Wartime site offers students a chance to uncover and make history

The Department of Anthropology is offering a summer field school at Amache, the former WWII Japanese-American internment camp in Eastern Colorado.

During the four-week field school from June 16 – July 11, professors and students will conduct surface surveys, excavate the historical site and help the Amache Preservation Society with their museum.

“By being part of this unprecedented event, students will not just be uncovering history, they will also be making it,” says Bonnie Clark, assistant professor of anthropology.

Amache was one of 10 War Relocation Authority (WRA) camps where Japanese and Japanese-Americans were forced to live for more than three years following the bombing of Pearl Harbor. Although it was one of the smaller camps, Amache housed more than 7,000 people, two-thirds of whom were U.S. citizens.

“Students need to be motivated and have good teamwork skills,” says Clark, who will be leading the field school. “They need to be prepared to work outdoors and they also need to have some sensitivity to the fact that they will be unearthing the evidence of a living history of conflict.”

During the field camp, Japanese-Americans, including former inmates, will tour Amache as part of the Los Angeles-based Japanese American National Museum national conference to be held in Denver July 2 – 6.

“This summer it is estimated that over 1,000 people, many of them former internees and their families, will visit the site as part of a national conference on internment,” Clark says. “Students will have a chance to interact with these visitors, interpreting the tangible history we have discovered at the site.”
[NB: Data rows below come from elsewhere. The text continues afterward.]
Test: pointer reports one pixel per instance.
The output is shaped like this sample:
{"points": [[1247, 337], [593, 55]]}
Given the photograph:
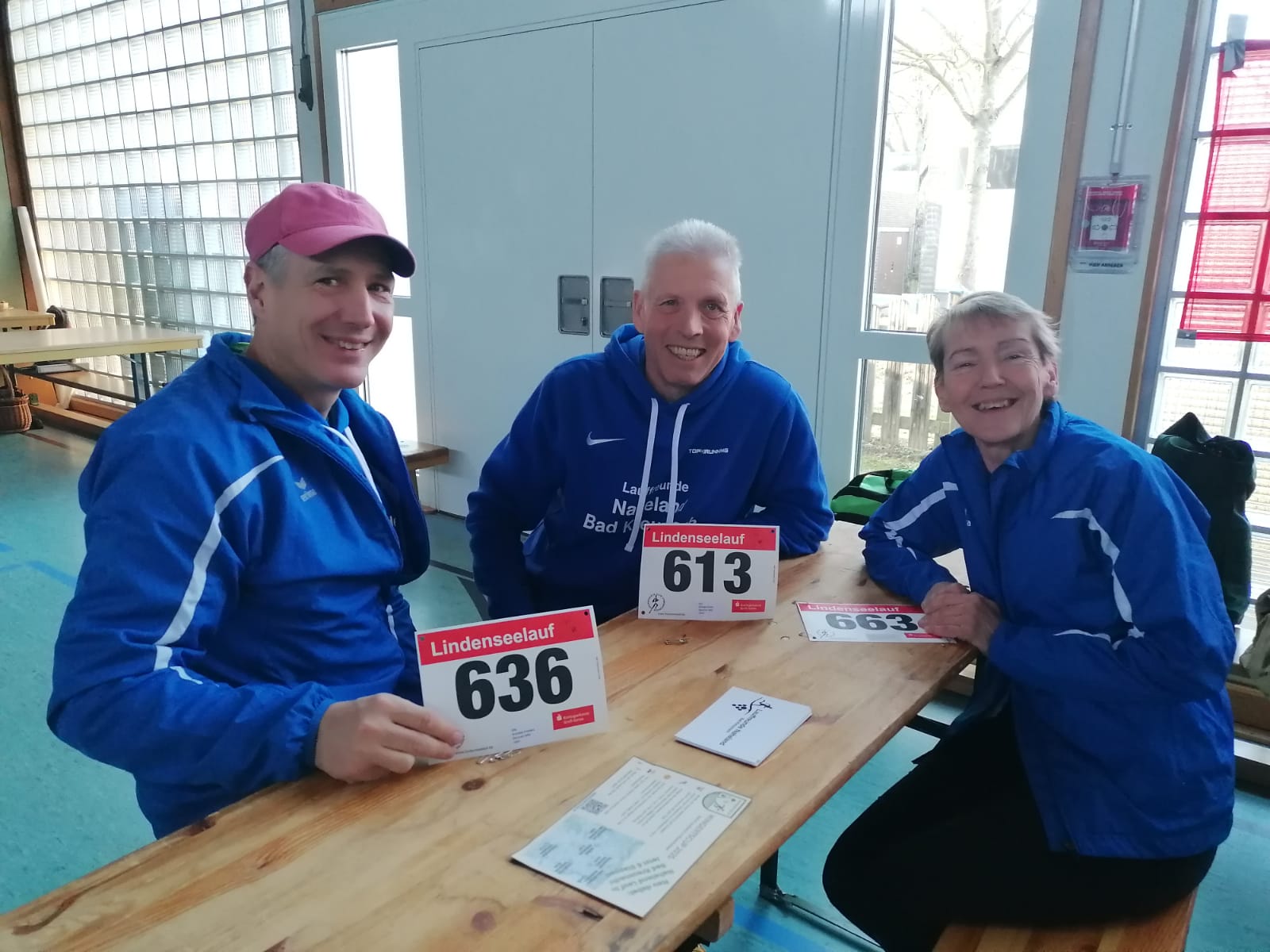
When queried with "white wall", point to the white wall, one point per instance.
{"points": [[1100, 311]]}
Course registration opens April 14. Students do not need to be anthropology majors or have any previous field experience. Visit the Amache site for applications for the class and more information.

The archaeological field school is the beginning of a long-term project for the preservation, research and interpretation of the tangible history of Amache. Named a National Historic Landmark in 2006, Amache was in operation from August 1942 until Oct. 15, 1945.